Philip Seymour Hoffman Died 7 Years Ago Today: His Life in Pictures
As Hollywood mourns the Oscar winner on the seventh anniversary of his death, look back at his humble beginnings and iconic moments
Raised in Fairport, N.Y., Philip Seymour Hoffman began his career before he graduated high school in 1984, landing his first professional stage job at a regional theater, according to Turner Classic Movies. Continuing his path to Hollywood, he moved to the Big Apple to study acting at New York University.
A NEW ORDER
That path meant conquering the ultimate rite of passage for rising stars: Law & Order, on which he appeared at age 24 in a 1991 episode titled "The Violence of Summer." Playing an up-to-no-good punk who committed sexual assault, it was his first credited role. A year later, he got his big break with a supporting role alongside Al Pacino in 1992's Scent of a Woman.
HIS LOVE STORY
Hoffman met his future partner, costume designer Mimi O'Donnell, in 1999 while he was directing the play In Arabia We'd All Be Kings, a drama about the changing tides of N.Y.C.'s Times Square. The longtime couple was often spotted on family outings around the city.
HIS BIG WIN
Suiting up as literary legend Truman Capote in 2005's Capote earned Hoffman a Best Actor Oscar. "I'm overwhelmed," he said in his acceptance speech, giving his mother a sweet shout-out. "She brought up four kids alone, and she deserves a congratulations for that."
A FAMILY MAN
Off-screen, Hoffman proudly embraced an even more important role: father. Together, he and O'Donnell welcomed three children: daughters Tallulah, and Willa and son Cooper. "It's hard for anybody who works a lot and has children," he told PEOPLE in 2007. "But I wouldn't trade it for anything. When you become a parent, you look at your parents differently. You look at being a child differently. It's an awakening, a revelation that you have."
HIS GREATEST WORKS
Hoffman made his mark in the theater world and among indie circles alike. Besides Capote, some of his most memorable big-screen roles included 1997's Boogie Nights, an eye-opening tour of the California porn industry, and 2008's Doubt, for which he earned an Oscar nomination as the controversial Father Flynn.

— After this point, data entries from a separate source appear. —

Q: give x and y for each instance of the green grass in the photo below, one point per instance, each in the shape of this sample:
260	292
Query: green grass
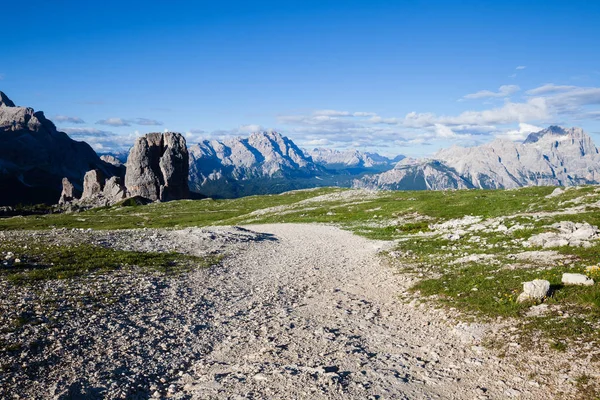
43	261
386	215
390	205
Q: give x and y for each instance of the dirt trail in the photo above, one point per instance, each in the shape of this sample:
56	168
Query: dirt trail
295	311
315	315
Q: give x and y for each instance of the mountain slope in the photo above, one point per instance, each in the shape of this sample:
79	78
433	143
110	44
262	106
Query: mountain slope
35	156
265	162
350	159
553	156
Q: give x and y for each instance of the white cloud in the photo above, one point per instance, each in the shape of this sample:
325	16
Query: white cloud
146	121
75	132
317	142
519	134
113	122
64	118
533	109
503	91
569	96
550	88
129	122
102	140
331	113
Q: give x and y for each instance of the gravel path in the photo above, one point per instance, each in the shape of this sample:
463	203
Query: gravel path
314	315
296	311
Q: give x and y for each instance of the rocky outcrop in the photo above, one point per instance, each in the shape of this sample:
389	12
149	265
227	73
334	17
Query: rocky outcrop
97	191
69	192
35	157
158	167
158	170
553	156
93	181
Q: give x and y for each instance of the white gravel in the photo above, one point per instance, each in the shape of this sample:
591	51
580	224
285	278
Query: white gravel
295	312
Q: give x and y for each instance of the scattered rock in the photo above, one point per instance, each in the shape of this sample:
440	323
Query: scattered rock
569	234
576	279
534	290
555	193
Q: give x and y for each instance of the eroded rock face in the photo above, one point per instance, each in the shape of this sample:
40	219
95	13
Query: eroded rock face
114	191
158	167
69	192
93	182
35	157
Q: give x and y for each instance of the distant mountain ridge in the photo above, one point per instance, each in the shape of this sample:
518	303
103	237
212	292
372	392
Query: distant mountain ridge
349	158
553	156
35	156
268	162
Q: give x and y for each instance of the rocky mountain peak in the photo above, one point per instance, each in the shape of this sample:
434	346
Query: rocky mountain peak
551	131
5	101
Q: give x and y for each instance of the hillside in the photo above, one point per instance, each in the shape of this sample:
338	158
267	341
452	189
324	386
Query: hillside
553	156
35	157
256	279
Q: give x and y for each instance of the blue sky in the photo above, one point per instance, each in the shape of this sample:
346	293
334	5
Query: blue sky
398	77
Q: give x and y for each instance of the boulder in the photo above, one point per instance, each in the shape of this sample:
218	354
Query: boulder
114	191
35	157
69	192
576	279
158	167
534	290
93	183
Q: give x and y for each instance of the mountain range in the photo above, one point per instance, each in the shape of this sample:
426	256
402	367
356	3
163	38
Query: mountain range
268	162
35	157
553	156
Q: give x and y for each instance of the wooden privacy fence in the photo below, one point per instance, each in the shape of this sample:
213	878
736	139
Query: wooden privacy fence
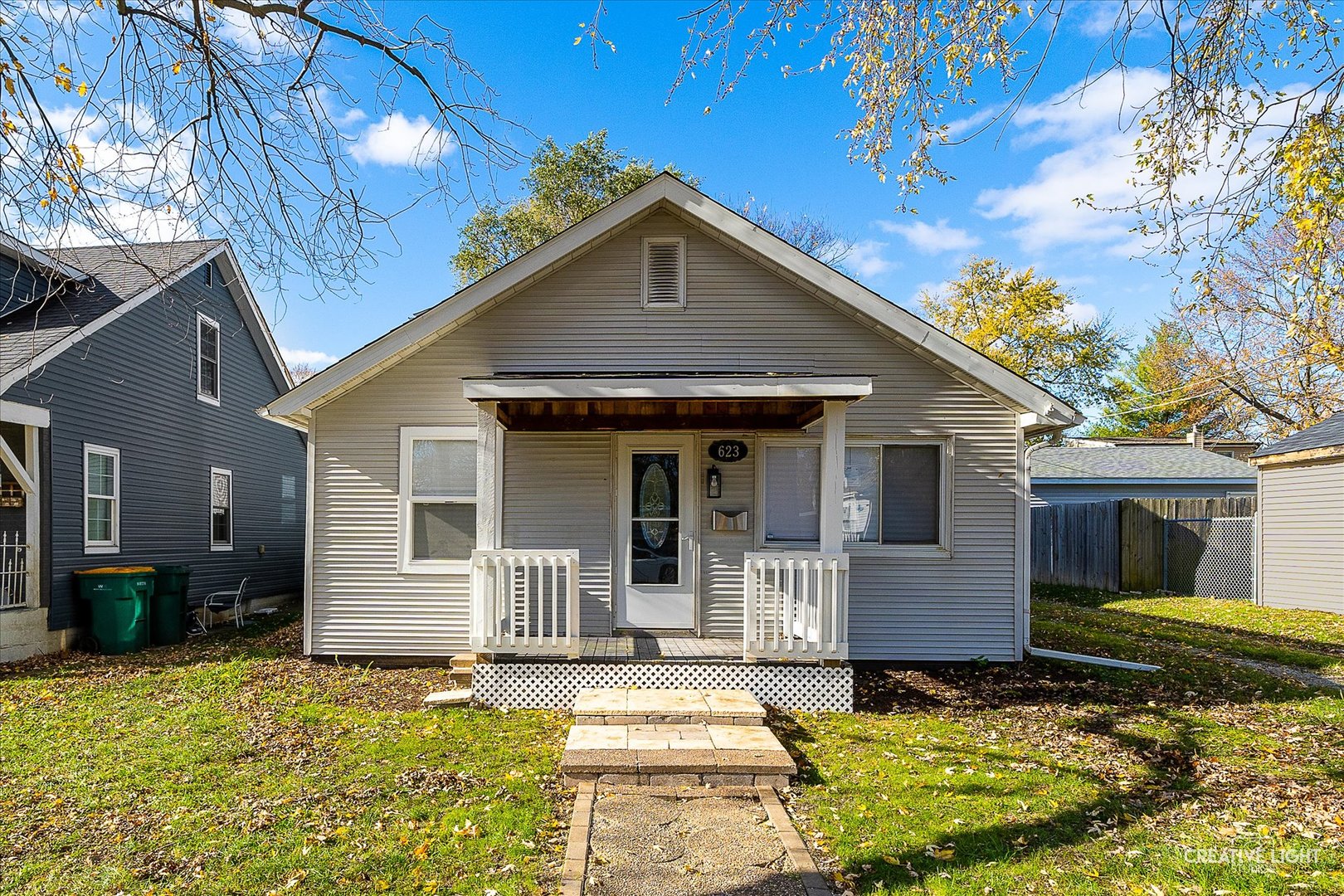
1114	546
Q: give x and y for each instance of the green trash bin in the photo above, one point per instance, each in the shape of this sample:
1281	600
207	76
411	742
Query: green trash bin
168	606
119	606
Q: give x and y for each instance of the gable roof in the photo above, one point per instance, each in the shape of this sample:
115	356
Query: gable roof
113	281
1040	410
1135	462
1328	433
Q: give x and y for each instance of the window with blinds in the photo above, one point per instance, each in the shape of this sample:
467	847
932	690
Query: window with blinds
665	273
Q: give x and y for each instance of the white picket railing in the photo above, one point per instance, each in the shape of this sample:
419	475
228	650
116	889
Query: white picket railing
526	601
14	571
796	603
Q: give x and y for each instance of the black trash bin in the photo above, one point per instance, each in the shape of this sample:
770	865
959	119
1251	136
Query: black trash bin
168	605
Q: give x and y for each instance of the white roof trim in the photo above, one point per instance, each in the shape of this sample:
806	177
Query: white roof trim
251	316
23	251
1140	480
667	387
665	188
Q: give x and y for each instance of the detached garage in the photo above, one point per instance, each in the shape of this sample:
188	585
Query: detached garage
1300	557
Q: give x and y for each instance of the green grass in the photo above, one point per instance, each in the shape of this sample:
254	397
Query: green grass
236	766
241	767
1053	777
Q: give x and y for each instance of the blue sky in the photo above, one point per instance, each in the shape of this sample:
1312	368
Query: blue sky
773	139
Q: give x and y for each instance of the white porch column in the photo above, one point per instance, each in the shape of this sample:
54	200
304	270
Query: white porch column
832	477
488	457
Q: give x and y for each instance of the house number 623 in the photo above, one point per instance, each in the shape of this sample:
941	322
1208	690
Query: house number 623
728	450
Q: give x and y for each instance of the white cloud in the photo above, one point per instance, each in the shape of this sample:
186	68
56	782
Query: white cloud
398	140
932	240
867	260
307	356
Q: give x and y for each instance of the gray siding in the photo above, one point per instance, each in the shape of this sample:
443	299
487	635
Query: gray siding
1045	494
1301	538
132	386
739	317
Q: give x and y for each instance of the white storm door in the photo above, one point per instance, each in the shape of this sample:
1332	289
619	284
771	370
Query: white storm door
655	533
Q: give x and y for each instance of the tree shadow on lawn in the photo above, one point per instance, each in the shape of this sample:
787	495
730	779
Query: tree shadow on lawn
1166	778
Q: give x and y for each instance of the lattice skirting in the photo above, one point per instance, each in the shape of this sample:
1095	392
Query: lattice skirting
553	685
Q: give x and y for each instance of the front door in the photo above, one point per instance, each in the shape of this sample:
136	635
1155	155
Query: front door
656	533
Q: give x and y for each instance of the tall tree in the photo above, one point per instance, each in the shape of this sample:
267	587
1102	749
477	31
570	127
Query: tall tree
567	184
1023	321
1155	395
1266	334
1248	85
178	119
562	188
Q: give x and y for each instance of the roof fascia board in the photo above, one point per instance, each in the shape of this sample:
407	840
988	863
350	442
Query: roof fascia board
455	310
84	332
670	387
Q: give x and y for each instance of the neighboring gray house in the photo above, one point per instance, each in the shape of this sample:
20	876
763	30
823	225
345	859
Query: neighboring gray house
1300	551
1074	475
128	384
668	419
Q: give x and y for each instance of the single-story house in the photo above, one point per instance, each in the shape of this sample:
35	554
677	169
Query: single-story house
1074	475
129	377
1300	531
667	421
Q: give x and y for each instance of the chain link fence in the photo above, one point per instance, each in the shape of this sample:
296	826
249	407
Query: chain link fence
1210	558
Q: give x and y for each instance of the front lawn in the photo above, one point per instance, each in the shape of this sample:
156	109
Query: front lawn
1060	778
236	766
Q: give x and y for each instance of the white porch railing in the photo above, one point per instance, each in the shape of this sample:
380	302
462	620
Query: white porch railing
14	571
796	603
526	601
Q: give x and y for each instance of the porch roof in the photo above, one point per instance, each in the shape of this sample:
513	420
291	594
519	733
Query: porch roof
663	402
605	387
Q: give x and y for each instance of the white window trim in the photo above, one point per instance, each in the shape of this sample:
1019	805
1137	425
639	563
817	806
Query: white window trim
114	544
644	275
221	546
947	494
405	563
219	360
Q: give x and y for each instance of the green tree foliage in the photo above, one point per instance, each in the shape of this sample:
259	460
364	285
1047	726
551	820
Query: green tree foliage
1155	395
562	188
1023	321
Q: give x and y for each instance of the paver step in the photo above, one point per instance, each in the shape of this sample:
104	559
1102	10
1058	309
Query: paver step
671	754
665	705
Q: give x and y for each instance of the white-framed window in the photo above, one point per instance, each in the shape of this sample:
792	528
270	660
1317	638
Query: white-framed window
897	496
663	275
437	499
221	509
102	499
207	359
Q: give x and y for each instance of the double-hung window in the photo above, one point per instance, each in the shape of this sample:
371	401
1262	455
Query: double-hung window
437	499
207	360
102	500
897	494
221	509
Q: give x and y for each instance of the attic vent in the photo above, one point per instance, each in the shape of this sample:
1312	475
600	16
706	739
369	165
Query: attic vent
665	273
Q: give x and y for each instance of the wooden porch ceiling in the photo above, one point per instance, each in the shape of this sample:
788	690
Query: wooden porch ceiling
657	414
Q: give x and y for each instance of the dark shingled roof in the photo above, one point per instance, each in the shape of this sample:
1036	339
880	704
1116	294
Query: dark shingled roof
1328	433
1135	462
117	273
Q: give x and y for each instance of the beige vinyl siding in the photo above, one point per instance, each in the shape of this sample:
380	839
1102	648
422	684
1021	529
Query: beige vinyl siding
721	553
558	494
587	317
1301	519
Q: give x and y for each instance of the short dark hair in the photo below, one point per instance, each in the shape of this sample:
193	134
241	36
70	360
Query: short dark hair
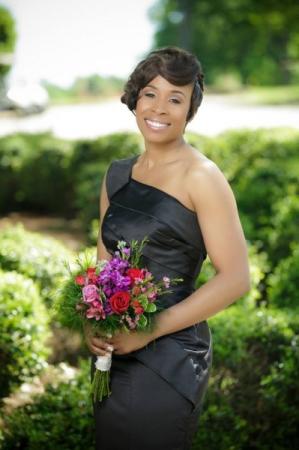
176	65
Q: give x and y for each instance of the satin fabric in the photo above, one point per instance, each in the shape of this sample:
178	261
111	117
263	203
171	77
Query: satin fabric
168	378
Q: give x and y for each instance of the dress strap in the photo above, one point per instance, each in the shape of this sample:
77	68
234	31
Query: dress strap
118	174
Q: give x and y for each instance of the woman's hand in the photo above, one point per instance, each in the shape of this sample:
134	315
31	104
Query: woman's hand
126	342
97	345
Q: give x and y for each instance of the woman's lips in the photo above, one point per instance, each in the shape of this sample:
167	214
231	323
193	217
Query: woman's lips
156	125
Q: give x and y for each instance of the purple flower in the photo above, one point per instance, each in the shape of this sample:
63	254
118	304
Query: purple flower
166	282
90	293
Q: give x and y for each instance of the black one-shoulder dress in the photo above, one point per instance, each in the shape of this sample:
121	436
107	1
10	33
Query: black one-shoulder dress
158	390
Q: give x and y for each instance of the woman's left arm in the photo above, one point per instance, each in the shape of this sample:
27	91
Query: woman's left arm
225	243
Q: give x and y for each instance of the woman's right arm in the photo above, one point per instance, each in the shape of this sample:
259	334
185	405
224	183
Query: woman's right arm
97	345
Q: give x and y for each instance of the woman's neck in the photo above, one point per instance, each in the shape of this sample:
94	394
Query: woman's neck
156	154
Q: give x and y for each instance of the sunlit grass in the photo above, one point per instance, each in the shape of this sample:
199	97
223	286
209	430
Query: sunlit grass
268	95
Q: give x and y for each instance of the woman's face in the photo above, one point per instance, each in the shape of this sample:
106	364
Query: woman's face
162	109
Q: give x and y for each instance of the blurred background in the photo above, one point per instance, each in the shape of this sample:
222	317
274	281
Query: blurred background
63	64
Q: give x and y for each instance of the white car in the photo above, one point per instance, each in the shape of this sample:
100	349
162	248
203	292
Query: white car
27	98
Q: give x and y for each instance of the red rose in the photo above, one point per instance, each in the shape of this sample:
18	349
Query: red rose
80	280
92	276
137	307
135	273
120	302
136	290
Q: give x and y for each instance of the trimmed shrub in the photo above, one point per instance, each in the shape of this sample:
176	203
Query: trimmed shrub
13	150
283	284
260	165
24	330
104	150
46	184
37	257
253	397
60	418
259	268
285	225
34	173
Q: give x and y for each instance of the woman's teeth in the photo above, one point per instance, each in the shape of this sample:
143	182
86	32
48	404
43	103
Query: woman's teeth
155	124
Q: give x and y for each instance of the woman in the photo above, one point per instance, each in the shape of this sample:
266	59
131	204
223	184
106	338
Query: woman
181	200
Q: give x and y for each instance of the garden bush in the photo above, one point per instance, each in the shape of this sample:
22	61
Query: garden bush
283	284
60	418
260	165
104	150
24	331
253	397
46	184
34	173
13	150
37	257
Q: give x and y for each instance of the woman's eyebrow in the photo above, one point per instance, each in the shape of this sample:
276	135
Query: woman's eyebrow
174	91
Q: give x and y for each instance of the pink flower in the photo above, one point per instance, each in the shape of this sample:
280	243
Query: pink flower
80	280
166	282
152	296
90	293
97	313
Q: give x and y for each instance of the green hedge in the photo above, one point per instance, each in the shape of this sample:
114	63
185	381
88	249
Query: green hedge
24	331
253	397
283	284
61	418
37	257
252	400
262	167
34	173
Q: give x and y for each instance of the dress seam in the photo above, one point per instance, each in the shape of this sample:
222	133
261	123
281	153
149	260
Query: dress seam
153	217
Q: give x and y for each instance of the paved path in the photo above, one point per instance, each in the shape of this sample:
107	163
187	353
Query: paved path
216	114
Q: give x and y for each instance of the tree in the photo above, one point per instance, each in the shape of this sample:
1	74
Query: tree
7	42
258	39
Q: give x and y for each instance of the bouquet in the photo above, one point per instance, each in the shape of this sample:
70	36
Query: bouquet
111	296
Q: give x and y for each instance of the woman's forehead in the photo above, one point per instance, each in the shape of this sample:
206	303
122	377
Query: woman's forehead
159	82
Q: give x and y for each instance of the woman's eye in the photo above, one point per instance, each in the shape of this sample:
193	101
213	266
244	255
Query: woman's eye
175	100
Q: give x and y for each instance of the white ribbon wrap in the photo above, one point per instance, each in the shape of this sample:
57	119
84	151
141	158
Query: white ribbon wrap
103	363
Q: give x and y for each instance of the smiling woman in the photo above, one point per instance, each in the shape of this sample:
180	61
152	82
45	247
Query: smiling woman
181	201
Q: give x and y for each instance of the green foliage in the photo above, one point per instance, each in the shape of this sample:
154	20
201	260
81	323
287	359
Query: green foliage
283	284
24	330
36	257
14	150
261	166
7	40
252	401
60	418
85	89
257	40
52	189
34	173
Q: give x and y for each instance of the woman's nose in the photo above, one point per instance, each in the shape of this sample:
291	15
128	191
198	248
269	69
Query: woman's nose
159	106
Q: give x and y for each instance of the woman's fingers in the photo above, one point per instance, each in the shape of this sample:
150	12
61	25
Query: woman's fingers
100	346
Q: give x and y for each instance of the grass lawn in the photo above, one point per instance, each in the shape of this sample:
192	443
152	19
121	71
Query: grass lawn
267	95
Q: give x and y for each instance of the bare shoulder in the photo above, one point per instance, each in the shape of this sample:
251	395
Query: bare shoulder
206	182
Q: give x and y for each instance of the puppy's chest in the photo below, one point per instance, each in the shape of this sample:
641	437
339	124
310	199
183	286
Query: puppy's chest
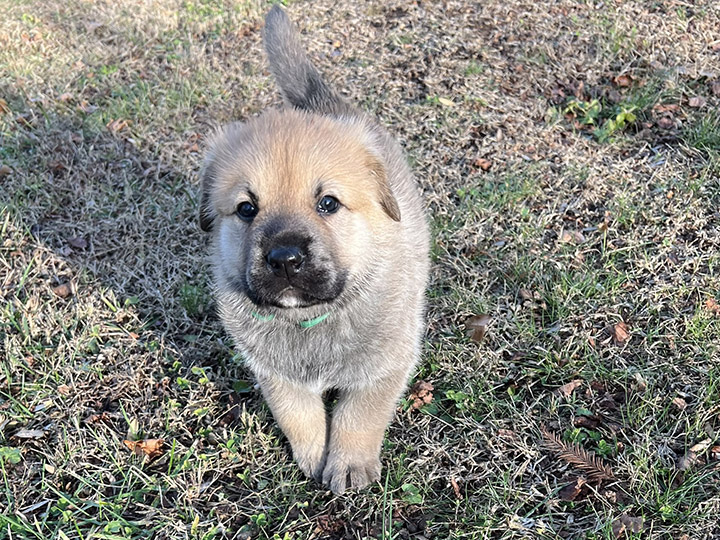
329	356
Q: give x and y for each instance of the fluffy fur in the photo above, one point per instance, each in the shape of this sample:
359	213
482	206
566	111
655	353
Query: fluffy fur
365	265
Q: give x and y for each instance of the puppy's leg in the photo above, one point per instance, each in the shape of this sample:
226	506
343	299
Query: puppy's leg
300	413
356	434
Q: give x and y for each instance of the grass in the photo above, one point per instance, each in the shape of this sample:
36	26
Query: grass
107	325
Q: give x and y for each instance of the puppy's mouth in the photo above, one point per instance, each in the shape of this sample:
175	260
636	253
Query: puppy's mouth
288	294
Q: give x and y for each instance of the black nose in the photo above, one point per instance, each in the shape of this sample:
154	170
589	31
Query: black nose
285	261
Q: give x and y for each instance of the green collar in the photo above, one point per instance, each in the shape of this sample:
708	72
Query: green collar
302	324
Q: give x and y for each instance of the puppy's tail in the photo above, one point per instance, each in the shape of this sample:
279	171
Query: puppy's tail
301	84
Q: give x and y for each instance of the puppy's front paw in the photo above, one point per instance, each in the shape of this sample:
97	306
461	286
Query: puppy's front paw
311	459
348	470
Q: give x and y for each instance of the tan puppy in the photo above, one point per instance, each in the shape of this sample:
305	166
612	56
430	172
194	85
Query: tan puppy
320	252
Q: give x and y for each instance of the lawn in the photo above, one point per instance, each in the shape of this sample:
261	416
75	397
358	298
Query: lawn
569	153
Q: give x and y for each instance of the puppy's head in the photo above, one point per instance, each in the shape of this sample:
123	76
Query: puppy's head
298	203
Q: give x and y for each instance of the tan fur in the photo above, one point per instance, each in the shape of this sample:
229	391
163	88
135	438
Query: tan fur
370	258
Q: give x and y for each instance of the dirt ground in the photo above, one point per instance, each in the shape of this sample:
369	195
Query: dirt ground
569	153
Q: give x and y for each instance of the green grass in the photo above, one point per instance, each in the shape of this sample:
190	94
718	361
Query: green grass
576	227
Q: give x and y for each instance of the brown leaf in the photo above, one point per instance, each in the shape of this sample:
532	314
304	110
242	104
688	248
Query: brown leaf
456	488
626	523
116	125
680	403
476	327
712	306
621	333
588	422
661	108
687	461
150	448
63	290
575	237
483	164
666	122
697	101
421	394
597	470
567	389
78	242
87	108
623	81
572	490
95	418
29	434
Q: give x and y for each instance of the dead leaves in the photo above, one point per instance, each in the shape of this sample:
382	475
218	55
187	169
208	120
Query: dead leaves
567	389
63	290
149	448
595	468
712	306
421	394
620	333
571	491
627	524
476	327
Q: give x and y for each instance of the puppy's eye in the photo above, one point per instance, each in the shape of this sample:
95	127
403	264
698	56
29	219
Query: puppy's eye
328	205
246	211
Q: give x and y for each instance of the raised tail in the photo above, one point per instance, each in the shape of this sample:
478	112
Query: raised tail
301	84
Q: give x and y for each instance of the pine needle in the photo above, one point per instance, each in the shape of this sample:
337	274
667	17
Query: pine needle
595	468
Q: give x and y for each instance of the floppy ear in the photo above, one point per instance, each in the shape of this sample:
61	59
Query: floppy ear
207	179
388	202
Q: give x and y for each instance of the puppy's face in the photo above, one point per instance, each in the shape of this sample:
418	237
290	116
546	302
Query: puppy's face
298	202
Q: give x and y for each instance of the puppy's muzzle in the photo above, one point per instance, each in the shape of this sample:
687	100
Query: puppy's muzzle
285	261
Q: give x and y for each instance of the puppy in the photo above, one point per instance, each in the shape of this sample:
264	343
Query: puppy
320	259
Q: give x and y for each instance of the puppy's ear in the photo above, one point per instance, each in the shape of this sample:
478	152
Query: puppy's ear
388	202
207	181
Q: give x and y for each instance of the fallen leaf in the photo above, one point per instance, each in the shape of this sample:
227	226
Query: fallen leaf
621	333
95	418
575	237
77	242
567	389
456	488
687	461
571	491
421	394
680	403
63	290
712	306
701	446
483	164
626	523
116	125
29	434
697	101
666	122
588	422
86	107
150	448
661	108
623	80
476	327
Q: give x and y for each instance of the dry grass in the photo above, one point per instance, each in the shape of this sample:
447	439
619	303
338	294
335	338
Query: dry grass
104	108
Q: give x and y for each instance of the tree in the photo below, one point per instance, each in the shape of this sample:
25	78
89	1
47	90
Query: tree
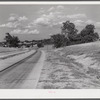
69	30
59	40
88	34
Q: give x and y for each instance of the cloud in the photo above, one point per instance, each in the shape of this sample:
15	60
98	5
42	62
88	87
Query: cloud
51	9
60	7
22	18
14	21
56	8
10	25
15	17
89	22
77	16
45	19
25	31
15	31
97	24
34	31
79	22
41	11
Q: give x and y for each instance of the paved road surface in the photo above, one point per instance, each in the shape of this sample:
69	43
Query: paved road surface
16	76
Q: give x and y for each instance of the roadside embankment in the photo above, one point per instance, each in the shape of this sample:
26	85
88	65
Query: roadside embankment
6	63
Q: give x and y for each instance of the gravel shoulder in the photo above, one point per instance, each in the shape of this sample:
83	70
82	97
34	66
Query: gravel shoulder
65	69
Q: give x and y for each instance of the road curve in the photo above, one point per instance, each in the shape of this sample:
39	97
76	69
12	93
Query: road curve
16	77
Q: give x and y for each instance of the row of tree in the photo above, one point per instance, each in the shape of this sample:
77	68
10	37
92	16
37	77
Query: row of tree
11	41
69	35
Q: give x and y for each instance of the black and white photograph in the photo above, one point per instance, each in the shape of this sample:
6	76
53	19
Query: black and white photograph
50	46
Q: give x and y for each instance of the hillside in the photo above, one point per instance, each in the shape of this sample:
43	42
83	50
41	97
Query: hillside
72	67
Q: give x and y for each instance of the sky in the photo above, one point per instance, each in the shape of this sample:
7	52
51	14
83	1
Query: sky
32	22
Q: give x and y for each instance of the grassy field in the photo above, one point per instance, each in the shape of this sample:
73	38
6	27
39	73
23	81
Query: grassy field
72	67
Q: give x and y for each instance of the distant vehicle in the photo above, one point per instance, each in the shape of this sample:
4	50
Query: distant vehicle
40	45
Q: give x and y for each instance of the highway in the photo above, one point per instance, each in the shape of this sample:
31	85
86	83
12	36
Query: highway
18	75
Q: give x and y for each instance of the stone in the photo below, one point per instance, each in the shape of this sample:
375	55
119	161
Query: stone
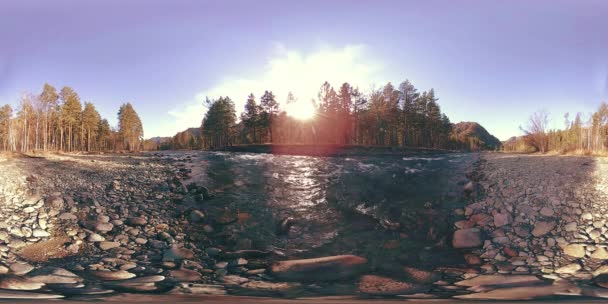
108	245
383	286
543	227
24	295
320	269
547	211
574	250
40	233
103	227
568	269
523	292
600	254
112	275
467	238
196	216
185	275
176	254
19	283
94	237
571	227
20	268
501	219
497	280
137	221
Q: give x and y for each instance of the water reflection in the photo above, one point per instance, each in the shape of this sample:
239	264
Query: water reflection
371	206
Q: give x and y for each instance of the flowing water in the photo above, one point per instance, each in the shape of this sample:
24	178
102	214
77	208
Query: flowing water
384	208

As a stage performer, Hoffman earned three Tony nominations: as best actor (play) in 2000 and 2012 for his roles in revivals of True West and Death of a Salesman, respectively, and as best actor, featured role (play) in 2003 for Long Day's Journey into Night. Death of a Salesman was recognized with a Tony for best revival of a play.
Hoffman joined the all-star cast of The Hunger Games as head gamemaker Plutarch Heavensbee in the franchise's second installment, Catching Fire, which arrived in theaters in 2013. Two more films are scheduled for release in 2014 and 2015.
Hoffman stepped out at the 2014 Sundance Film Festival, where he promoted God's Pocket, a drama about the cover-up of an accidental death. Weeks later, the actor was found dead of an apparent drug overdose at age 46. "We are devastated by the loss of our beloved Phil and appreciate the outpouring of love and support we have received from everyone," his family said in a statement. "This is a tragic and sudden loss and we ask that you respect our privacy during this time of grieving. Please keep Phil in your thoughts and prayers."